Craniosacral Therapie – eine feine Form der Körperarbeit

Craniosacral Therapie ist eine eigenständige Methode der KomplementärTherapie mit Wurzeln in der Osteopathie. Ihr Name bezieht sich auf Cranium und Sacrum – Schädel und Kreuzbein – sowie auf die Strukturen und Flüssigkeitsräume, die beide miteinander verbinden.

Mit sanften, meist ruhenden Berührungen nehme ich feine rhythmische Bewegungen im Körper wahr. Ihre Qualität und ihre Veränderungen geben mir Orientierung für den Verlauf der Behandlung. Dabei arbeite ich häufig an den Füssen, am Becken, entlang der Wirbelsäule sowie an Kopf und Nacken.

Unwinding – wenn Bewegung von innen entsteht

Ein wichtiger Bestandteil meiner Craniosacral-Arbeit ist das Unwinding. Der englische Begriff bedeutet entwirren, lösen oder zur Ruhe kommen. Er bezeichnet spontane Bewegungen, die während einer Behandlung aus einem inneren Impuls entstehen können.

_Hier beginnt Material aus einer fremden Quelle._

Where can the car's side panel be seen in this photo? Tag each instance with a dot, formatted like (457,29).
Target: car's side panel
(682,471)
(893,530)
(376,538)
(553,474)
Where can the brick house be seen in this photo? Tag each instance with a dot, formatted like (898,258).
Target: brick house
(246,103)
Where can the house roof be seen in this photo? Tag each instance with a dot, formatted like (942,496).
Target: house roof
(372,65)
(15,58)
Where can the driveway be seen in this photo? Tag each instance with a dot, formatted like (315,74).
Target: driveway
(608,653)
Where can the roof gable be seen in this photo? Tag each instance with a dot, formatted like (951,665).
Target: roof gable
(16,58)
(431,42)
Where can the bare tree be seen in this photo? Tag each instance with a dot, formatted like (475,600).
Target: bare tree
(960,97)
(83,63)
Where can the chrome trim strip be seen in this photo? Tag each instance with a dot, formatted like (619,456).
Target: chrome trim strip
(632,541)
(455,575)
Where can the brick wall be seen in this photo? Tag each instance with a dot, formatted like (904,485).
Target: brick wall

Solche Bewegungen können sehr klein und kaum sichtbar sein oder sich deutlicher durch ein Gelenk, den Kopf oder einen grösseren Körperbereich fortsetzen. Ich gebe Halt, folge der entstehenden Richtung oder biete einen behutsamen Bewegungsimpuls an. Dabei wird nichts in eine bestimmte Position gedrängt und keine Bewegung erzwungen.

Unwinding ist nicht planbar und muss auch nicht geschehen. Manchmal entsteht Bewegung, manchmal bleibt der Körper ruhig. Entscheidend ist, dass genügend Zeit vorhanden ist, damit sich neue Bewegungsrichtungen zeigen und körperliche Reaktionen in ihrem eigenen Tempo entfalten können.

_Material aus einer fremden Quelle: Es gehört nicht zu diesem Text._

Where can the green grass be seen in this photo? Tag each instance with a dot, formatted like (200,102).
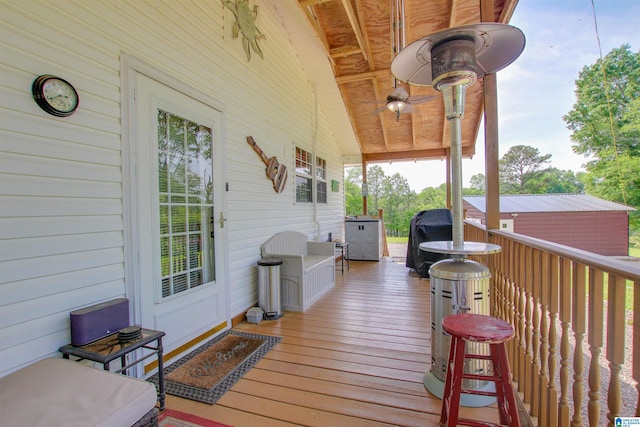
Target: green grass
(397,239)
(635,252)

Mit Unwinding beschäftige ich mich seit vielen Jahren in meiner therapeutischen Praxis und als Lehrerin in Fortbildungen für Massage-Practitioner.

Wie eine Sitzung abläuft

Die Behandlung findet in bequemer Kleidung auf der Massageliege statt. Zu Beginn besprechen wir dein aktuelles Befinden, gesundheitliche Themen und das, was während der Sitzung berücksichtigt werden soll.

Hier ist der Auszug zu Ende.